(Editoriale)

Non da oggi si sa e si dice che certi lavori gli italiani non vogliono più farli. Le generalizzazioni non vanno mai bene, ma è statisticamente provato che la situazione è tale.

La globalizzazione ha toccato anche il mondo produttivo e del lavoro; c’è chi va e c’è chi viene per cercare lavoro in condizioni, competenze e salari più aderenti alle proprie aspettative. Metter piede nel mercato del lavoro diventa più complicato davanti ad una certa resistenza ad accettare posti dove i week end sono occupati, così i festivi, gli orari notturni o poco favorevoli. Sui social molti hanno invitato gli imprenditori a dare salari e proporre contratti giusti e migliori, in mancanza dei quali i lavoratori non si trovano.

Per le nuove leve paiono poco graditi i lavori in edilizia, agricoltura, allevamento, panificazione, tessile, pulizia e sanità. Se non ci fossero gli stranieri, sostengono gli esperti, molti lavori scomparirebbero. Sembra esserci un cambiamento di rotta nel settore colf, badanti o assistenti familiari che dir si voglia; figure letteralmente snobbate dagli italiani negli anni passati, se non in rari casi.

A causa dei mutamenti socio-economici e demografici in corso, queste figure – secondo un’anticipazione del Rapporto 2021 sul lavoro domestico redatto dall’Osserva-torio DOMINA su dati INPS – sono aumentate del 41%; le donne straniere continuano a rappresentare il 67% ma sono triplicate le badanti italiane passate da 36mila a 106mila, cioè il 24,3% del totale del settore.

Ampio il divario d’età tra italiane e straniere e ancor più ampio sull’orario medio settimanale: le italiane lavorano mediamente 22,7 ore settimanali, contro le 38,3 ore delle straniere. Questo lavoro entra piano piano tra le scelte professionali delle famiglie italiane, sostengono a DOMINA. Se con lo sblocco dei licenziamenti post pandemia non c’è stata la tanto temuta e così definita “macelleria sociale”, dall’altro lato le nuove assunzioni propongono posti di lavoro “fragili”, del terziario, che si rilancia ma assume a termine, a stagione.
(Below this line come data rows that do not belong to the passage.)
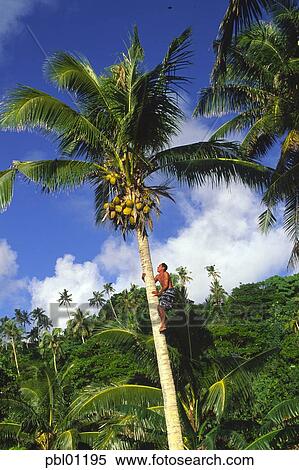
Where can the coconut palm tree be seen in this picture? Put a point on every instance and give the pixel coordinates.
(115, 138)
(109, 289)
(218, 295)
(203, 403)
(12, 334)
(52, 341)
(183, 275)
(81, 324)
(97, 300)
(240, 14)
(43, 322)
(260, 87)
(65, 300)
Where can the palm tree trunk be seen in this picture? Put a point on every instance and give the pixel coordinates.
(174, 432)
(15, 356)
(54, 362)
(112, 308)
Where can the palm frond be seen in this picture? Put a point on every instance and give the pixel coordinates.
(26, 108)
(54, 175)
(7, 178)
(105, 401)
(238, 381)
(88, 437)
(219, 100)
(283, 413)
(263, 442)
(212, 161)
(10, 431)
(67, 440)
(239, 15)
(76, 75)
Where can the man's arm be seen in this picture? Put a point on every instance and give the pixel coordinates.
(156, 278)
(164, 284)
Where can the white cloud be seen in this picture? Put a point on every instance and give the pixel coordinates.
(220, 228)
(11, 289)
(8, 260)
(80, 279)
(13, 12)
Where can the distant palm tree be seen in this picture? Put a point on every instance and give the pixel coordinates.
(33, 335)
(12, 334)
(42, 320)
(115, 139)
(218, 295)
(109, 289)
(22, 317)
(65, 300)
(260, 85)
(81, 324)
(40, 416)
(239, 15)
(183, 274)
(97, 300)
(203, 404)
(53, 342)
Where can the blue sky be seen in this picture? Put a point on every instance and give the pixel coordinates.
(37, 229)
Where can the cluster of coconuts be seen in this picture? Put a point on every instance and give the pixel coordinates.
(126, 210)
(112, 178)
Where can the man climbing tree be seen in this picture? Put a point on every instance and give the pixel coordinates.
(166, 294)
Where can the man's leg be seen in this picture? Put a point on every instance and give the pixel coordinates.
(163, 318)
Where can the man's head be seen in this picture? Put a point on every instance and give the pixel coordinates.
(162, 267)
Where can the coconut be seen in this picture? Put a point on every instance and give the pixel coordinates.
(129, 203)
(127, 210)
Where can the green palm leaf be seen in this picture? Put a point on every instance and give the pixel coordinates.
(238, 16)
(67, 440)
(55, 175)
(238, 380)
(211, 161)
(7, 178)
(105, 401)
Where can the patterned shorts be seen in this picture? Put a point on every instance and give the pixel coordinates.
(167, 298)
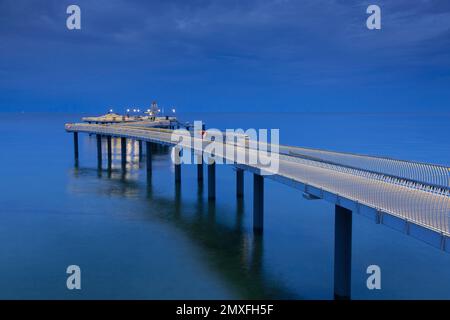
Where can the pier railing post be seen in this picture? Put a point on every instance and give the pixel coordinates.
(99, 151)
(75, 146)
(109, 148)
(342, 253)
(239, 183)
(148, 147)
(123, 152)
(258, 203)
(212, 180)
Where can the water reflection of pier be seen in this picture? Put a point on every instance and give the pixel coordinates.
(234, 253)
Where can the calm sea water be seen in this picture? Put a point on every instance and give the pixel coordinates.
(134, 240)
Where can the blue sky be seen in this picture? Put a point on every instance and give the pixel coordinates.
(249, 56)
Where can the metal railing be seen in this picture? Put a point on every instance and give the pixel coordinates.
(416, 192)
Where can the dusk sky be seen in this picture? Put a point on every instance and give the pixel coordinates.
(234, 55)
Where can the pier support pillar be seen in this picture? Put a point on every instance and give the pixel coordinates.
(109, 148)
(239, 183)
(140, 150)
(199, 168)
(75, 145)
(177, 158)
(148, 147)
(99, 151)
(342, 253)
(258, 203)
(123, 152)
(212, 181)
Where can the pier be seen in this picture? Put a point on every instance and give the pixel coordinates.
(411, 197)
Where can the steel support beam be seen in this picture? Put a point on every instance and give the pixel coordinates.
(109, 148)
(148, 147)
(212, 181)
(239, 183)
(75, 145)
(342, 253)
(99, 151)
(258, 203)
(123, 152)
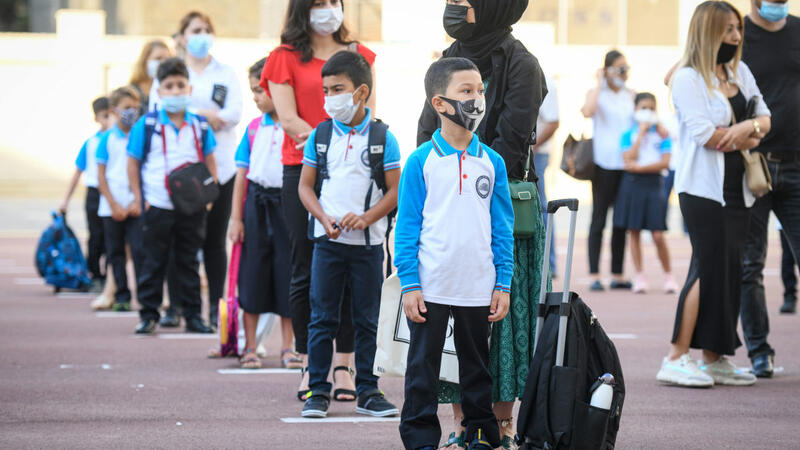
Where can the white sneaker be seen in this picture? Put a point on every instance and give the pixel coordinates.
(725, 372)
(683, 372)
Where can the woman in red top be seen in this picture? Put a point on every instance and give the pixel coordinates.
(312, 33)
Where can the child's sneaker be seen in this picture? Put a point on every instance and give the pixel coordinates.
(316, 406)
(373, 403)
(725, 372)
(670, 287)
(683, 372)
(639, 284)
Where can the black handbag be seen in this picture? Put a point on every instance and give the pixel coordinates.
(191, 186)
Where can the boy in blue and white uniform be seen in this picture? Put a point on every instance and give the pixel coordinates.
(186, 135)
(356, 180)
(120, 227)
(85, 165)
(455, 246)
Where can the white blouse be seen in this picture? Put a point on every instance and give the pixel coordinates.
(701, 171)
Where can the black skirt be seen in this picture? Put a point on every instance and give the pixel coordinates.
(265, 269)
(641, 204)
(718, 236)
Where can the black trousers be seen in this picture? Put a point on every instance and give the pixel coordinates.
(215, 254)
(117, 234)
(302, 249)
(162, 229)
(419, 424)
(605, 186)
(97, 243)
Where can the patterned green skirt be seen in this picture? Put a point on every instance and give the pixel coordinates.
(511, 345)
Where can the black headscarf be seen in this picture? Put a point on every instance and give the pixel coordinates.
(493, 20)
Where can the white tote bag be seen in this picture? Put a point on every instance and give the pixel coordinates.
(394, 335)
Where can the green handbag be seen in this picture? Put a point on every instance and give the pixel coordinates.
(525, 210)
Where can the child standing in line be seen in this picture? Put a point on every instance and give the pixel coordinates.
(455, 224)
(259, 225)
(176, 137)
(641, 205)
(85, 164)
(120, 226)
(351, 168)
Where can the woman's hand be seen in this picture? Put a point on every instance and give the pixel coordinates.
(736, 137)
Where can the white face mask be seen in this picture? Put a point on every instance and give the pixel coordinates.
(646, 116)
(152, 68)
(341, 107)
(326, 21)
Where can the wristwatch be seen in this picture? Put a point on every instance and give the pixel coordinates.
(756, 127)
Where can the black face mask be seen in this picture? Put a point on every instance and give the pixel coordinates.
(455, 22)
(469, 113)
(726, 53)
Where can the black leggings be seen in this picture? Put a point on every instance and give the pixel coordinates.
(605, 186)
(302, 250)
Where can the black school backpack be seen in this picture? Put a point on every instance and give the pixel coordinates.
(376, 143)
(555, 411)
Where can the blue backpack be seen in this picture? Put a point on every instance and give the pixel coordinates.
(59, 258)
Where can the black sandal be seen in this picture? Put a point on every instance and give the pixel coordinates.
(301, 395)
(338, 392)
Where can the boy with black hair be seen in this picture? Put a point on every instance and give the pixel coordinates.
(160, 143)
(351, 168)
(85, 165)
(120, 227)
(454, 222)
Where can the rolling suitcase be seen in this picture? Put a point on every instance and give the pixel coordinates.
(570, 355)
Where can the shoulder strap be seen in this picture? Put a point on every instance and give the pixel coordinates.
(322, 140)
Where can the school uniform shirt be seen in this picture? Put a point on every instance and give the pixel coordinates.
(85, 161)
(548, 112)
(652, 147)
(701, 171)
(112, 152)
(455, 223)
(217, 89)
(181, 149)
(263, 160)
(613, 117)
(285, 65)
(350, 178)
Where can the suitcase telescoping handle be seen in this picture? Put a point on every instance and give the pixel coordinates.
(552, 208)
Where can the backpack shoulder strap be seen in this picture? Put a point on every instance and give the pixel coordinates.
(377, 145)
(322, 140)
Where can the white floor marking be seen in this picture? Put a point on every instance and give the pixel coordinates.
(187, 336)
(622, 336)
(28, 281)
(114, 315)
(256, 371)
(340, 419)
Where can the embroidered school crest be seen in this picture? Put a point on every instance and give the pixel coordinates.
(482, 186)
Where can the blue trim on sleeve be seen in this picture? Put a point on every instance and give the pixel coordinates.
(502, 214)
(411, 201)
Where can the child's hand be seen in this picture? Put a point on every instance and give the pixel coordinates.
(332, 230)
(499, 307)
(352, 221)
(236, 231)
(414, 306)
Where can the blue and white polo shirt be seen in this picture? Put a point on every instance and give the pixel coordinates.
(455, 225)
(350, 179)
(263, 161)
(181, 149)
(85, 161)
(112, 152)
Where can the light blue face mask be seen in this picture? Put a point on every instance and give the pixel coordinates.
(774, 12)
(175, 104)
(198, 45)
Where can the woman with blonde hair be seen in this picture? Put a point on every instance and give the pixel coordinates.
(711, 91)
(144, 71)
Nel momento ancora di incertezza il contratto indeterminato resta sovente un miraggio; a fronte di oltre 70mila posti di lavoro che in questo momento non trovano persone ad occuparli.

Dove sta l’inghippo? Nella relazione tutt’ora vecchia tra scuola e lavoro, che pena a sganciarsi da formule obsolete che non favoriscono lo sviluppo dell’una e dell’altro. Con buona pace del Reddito di Cittadinanza.